Tagging your release
To perform a release, you simply need to push a tag to the repository. To
create a tag, run the following, with the new version number of course:
git tag -s v0.1.0
Notice that the version number is always prefixed with a v
when it appears
as a tag. This allows us to easily identify version tags with a text prefix. We
also sign the tag with a PGP key. If you haven't already done so, it is
recommended to generate a PGP key for your workstation and add it to github.
When you run this command, an editor will pop up to include a release message.
The following format is usually sufficient:
rbacsync 0.1.0
With this release, we introduce support for Google Groups API with
GSuite Directory SDK. This allows one to configure groups without
declared memberships that are queryed to the GSuite upstream resource.
There may be releases with complex information for upgrades and caveats, so
feel free to be verbose. Once you are ready, save in the editor and the tag
will be created. To push it to github, run the following command:
Pushing your release tag
git push --tags origin v0.1.0
This will push the tag remotely, and start the build and push for rbacsync.
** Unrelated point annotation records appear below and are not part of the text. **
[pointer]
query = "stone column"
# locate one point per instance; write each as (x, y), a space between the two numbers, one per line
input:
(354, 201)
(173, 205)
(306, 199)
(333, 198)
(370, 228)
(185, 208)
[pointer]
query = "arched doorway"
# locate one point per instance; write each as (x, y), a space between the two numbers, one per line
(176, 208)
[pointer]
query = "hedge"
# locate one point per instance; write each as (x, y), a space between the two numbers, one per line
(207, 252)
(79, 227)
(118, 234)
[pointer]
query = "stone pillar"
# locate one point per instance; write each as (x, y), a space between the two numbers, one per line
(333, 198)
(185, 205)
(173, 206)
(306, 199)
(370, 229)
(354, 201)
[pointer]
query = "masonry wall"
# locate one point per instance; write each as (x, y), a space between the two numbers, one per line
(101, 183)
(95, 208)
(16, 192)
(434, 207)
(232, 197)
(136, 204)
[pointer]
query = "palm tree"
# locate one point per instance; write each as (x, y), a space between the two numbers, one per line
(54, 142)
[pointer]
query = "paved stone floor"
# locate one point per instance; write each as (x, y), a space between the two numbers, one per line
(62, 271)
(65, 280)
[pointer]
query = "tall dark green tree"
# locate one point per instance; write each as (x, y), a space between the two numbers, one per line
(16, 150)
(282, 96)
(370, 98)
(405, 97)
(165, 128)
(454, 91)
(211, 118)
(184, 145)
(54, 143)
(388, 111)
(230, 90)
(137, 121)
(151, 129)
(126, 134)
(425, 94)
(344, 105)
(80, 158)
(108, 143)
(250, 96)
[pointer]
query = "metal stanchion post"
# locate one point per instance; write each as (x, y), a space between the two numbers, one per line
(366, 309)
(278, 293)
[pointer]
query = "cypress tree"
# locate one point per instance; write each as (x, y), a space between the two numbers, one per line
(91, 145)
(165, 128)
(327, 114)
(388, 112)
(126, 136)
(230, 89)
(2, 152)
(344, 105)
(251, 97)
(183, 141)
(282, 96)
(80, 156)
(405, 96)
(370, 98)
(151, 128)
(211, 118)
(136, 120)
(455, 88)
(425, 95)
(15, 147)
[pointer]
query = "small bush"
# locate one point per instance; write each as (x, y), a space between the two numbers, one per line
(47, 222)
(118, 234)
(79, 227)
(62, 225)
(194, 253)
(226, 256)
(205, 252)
Make sure to check in CircleCI to ensure it was triggered.
Create your release in Github
In addition to pushing this tag, it is also recommended to create a release in
the releases page. Make
sure to name it consistently with other releases. It should be sufficient to
use the exact same text from the tag, but you may have to tweak the formatting
to be compatible with markdown.
While this is an extra step when releasing the software, it is very helpful
when looking at a project to see its releases properly documented in github.
Falso ollow this practice to have a healthy project!
License
Copyright 2018 GM Cruise LLC
Licensed under the Apache License Version 2.0 (the "License");
you may not use this project except in compliance with the License.
Unless required by applicable law or agreed to in writing, software
distributed under the License is distributed on an "AS IS" BASIS,
WITHOUT WARRANTIES OR CONDITIONS OF ANY KIND, either express or implied.
See the License for the specific language governing permissions and
limitations under the License.
Contributions
Contributions are welcome! Please see the agreement for contributions in
CONTRIBUTING.md.
Commits must be made with a Sign-off (git commit -s
) certifying that you
agree to the provisions in CONTRIBUTING.md.